«(Наше с Лениным) совместное выступление против ЦК без всякого сомнения увенчалось бы победой. Более того, я нисколько не сомневаюсь, что, выступи я в духе «союза Ленина и Троцкого» против сталинской бюрократии, я одержал бы победу, даже если бы Ленин не принимал непосредственного участия в этой борьбе».

Но, сказав это, он тут же, однако, делает реверанс в сторону марксизма, когда, обсуждая «надежность» такой победы, напоминает о необходимости «учесть множество объективных факторов в стране. Важен был не сам Сталин, а те силы, которые он, сам того не сознавая, выражал».

И после этого он заявляет: «Однако в 1922–1923 годах можно было еще захватить командные посты с помощью открытого наступления на быстро формировавшуюся фракцию националистических узурпаторов аппарата, незаконных наследников Октября, эпигонов большевизма».

«Незаконные», «узурпаторы», «эпигоны» — как странно звучат эти слова в контексте безжалостного марксистского анализа; ведь он сам только что говорил, что в любом случае «главным препятствием было состояние Ленина».

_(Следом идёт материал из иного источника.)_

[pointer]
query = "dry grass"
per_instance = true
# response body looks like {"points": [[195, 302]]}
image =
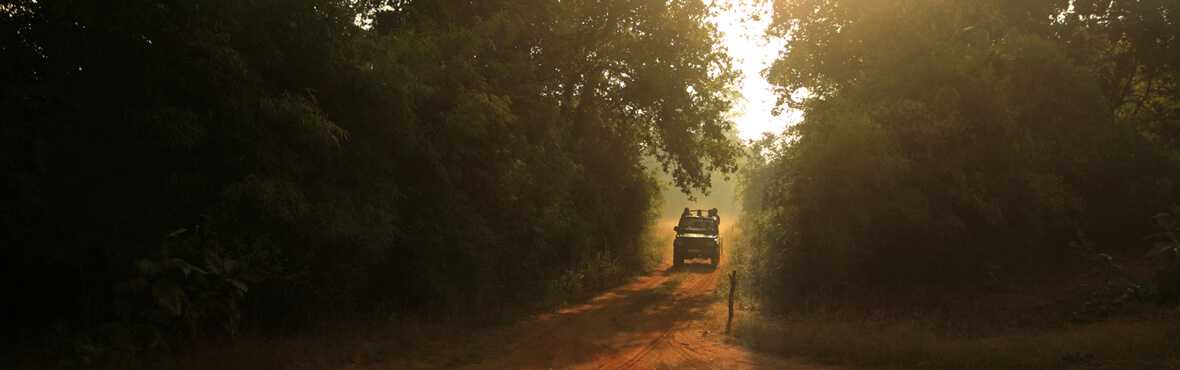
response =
{"points": [[1116, 344]]}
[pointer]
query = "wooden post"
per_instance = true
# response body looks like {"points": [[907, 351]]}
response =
{"points": [[733, 291]]}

В тех ли, в других ли выражениях, Троцкий приписывает Ленину исключительную роль: точно так же, как Ленин был необходим для захвата власти, так на стадии возникновения бюрократии он был необходим, чтобы парализовать влияние Сталина. «Объективными процессами» тогда еще и не пахло!

Если принять, что допущения Троцкого обоснованы и Ленин действительно был необходим для захвата власти и предотвращения сталинизма, то это означает, что и сам Троцкий своими личными действиями мог изменить ход истории. Тогда сам собой напрашивается вопрос: а что, если бы Троцкий тоже…?

И вот тут, при анализе ответа на столь частый вопрос: «Как случилось, что вы потеряли власть?» — начинает сказываться его характер?

Чтобы объяснить потерю власти, нужно прежде всего объяснить, почему он оказался совершенно неспособным организовать собственную фракцию.

Дружеская характеристика Луначарского проливает некоторый свет на эту особенность:

«Троцкому не хватало способности создать не то что партию, но даже маленькую группу. У него практически не было сторонников: ему мешала исключительная очерченность его собственной личности. Если он и пользовался влиянием в партии, то только благодаря своим личным качествам. Чудовищная авторитарность, своего рода неспособность или нежелание быть хотя бы заботливым и внимательным к людям, отсутствие той привлекательности, которая свойственна была Ленину, обрекали Троцкого на известную изоляцию».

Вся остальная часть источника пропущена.